• Tokyo operates nearly two-dozen train and subway lines that encircle and crisscross the city, many of which connect Tokyo’s hubs, which include Ikebukuro, Shibuya, Shinagawa, Shinjuku, Tokyo, and Ueno. With trains and subways consistently running on time, this travel option is one of the most efficient means of transportation available within the city.But with such an expansive network comes some confusion in determining the fastest course to and from your intended destination. All stations offer subway maps in English and have staff that can speak at least enough English to point you in the right direction. There are also a variety of websites that can be used to determine the best route and calculate fares.

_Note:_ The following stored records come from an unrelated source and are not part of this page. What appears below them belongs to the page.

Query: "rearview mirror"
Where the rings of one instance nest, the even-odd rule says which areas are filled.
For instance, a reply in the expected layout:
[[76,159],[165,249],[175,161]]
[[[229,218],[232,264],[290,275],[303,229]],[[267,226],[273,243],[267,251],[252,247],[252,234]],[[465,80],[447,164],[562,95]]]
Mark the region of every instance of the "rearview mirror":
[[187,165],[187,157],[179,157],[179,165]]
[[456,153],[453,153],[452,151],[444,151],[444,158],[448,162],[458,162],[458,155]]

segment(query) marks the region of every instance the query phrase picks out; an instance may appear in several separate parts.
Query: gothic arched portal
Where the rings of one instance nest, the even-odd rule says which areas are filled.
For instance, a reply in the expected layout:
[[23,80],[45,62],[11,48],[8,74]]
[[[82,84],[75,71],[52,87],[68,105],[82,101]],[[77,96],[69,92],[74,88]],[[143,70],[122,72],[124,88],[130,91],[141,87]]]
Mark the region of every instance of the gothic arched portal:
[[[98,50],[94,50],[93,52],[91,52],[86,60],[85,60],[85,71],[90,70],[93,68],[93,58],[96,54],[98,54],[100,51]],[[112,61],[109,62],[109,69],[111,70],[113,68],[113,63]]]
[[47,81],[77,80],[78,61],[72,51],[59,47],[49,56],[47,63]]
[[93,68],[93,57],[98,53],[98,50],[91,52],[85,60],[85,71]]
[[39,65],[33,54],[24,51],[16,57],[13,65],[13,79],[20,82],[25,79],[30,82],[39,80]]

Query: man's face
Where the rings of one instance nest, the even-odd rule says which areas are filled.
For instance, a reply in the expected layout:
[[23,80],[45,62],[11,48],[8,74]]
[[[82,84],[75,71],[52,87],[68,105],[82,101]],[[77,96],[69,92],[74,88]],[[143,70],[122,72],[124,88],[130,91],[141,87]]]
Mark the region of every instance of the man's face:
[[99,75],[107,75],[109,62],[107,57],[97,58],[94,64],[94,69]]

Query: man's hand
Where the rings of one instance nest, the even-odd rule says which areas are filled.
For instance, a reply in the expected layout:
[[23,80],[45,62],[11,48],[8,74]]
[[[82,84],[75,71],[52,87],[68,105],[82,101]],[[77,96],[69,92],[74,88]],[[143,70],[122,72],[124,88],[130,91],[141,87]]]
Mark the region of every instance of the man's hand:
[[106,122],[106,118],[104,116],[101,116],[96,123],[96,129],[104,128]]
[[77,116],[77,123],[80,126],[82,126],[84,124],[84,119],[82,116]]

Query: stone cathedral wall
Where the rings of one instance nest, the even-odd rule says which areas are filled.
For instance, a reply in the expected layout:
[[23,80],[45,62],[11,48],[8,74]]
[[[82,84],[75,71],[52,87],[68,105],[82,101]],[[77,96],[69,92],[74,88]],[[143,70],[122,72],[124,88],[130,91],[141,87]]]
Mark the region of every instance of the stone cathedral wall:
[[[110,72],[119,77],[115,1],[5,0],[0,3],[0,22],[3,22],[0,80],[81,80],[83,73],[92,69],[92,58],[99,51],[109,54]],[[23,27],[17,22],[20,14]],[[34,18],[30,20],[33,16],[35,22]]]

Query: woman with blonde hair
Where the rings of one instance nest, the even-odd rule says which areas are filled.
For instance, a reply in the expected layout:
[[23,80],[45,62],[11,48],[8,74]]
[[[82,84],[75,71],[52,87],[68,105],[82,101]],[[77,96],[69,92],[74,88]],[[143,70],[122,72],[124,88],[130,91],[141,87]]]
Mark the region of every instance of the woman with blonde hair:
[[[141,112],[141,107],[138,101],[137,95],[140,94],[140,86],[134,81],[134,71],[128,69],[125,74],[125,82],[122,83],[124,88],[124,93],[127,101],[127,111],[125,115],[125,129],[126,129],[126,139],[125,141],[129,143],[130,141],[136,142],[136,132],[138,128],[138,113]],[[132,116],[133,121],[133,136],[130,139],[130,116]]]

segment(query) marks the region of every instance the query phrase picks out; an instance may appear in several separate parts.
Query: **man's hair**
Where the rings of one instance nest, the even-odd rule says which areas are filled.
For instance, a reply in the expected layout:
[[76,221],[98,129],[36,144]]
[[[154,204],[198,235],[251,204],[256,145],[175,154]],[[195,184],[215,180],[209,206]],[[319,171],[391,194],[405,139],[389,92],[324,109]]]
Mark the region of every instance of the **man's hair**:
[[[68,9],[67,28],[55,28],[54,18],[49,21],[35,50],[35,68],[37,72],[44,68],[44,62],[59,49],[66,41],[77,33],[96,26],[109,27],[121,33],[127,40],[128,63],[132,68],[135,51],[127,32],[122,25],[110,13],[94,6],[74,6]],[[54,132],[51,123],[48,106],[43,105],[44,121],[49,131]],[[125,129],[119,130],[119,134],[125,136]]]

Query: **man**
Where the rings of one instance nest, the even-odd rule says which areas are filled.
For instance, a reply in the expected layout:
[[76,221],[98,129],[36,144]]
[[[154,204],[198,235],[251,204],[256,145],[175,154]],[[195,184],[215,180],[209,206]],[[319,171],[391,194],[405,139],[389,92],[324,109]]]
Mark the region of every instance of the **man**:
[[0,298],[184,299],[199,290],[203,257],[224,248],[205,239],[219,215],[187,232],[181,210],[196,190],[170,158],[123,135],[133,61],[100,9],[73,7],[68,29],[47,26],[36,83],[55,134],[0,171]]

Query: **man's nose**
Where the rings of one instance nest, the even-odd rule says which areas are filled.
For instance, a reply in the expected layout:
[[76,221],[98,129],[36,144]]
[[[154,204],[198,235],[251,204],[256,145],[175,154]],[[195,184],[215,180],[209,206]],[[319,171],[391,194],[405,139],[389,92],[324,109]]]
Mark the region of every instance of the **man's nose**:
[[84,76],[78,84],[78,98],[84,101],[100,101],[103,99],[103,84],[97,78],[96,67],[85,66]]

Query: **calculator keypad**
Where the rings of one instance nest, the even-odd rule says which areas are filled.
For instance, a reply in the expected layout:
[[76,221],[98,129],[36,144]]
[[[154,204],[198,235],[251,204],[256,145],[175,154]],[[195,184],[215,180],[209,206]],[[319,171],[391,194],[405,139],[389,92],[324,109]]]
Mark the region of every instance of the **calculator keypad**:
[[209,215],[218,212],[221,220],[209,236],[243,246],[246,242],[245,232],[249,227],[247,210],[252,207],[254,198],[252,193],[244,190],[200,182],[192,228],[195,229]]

One such example is http://www.hyperdia.com. Alternatively you can download an English language map of the system here:http://www.jreast.co.jp/e/info/map_a4ol.pdf.All tickets can be purchased at automatic ticket machines near the gate entrances; passengers can purchase one-way tickets, monthly subway passes, and refillable transit cards called Pasmo (for subway lines) and (Suica for trains and most subway lines). Some transit cards can be used on city buses and in convenience stores located in or immediately around stations. Costs for travel vary greatly depending upon the distance traveled from your station of origin to your destination, but the base price for most subway lines is roughly $1.60.Once you arrive at your intended platform, you’ll notice the formation of two lines of people for each subway car doorway. These lines make way for those exiting the arriving train. Once on board the subway, eating and drinking is generally frowned upon, as is cellular phone usage. In fact, some subway cars have specific areas where cellular phones must be turned off completely. All subways have special “silver seats” at each end of the individual cars that are intended for pregnant women, the handicapped, and the elderly.

    The subway system is typically very clean and safe, although some subways do operate “women-only” cars during rush hour in an effort to prevent “chikan” (groping) during overly-crowded commutes.

    Most subways stop operating between midnight and 1 a.m. on weekdays and earlier on weekends and holidays and begin operating around 4:45 a.m.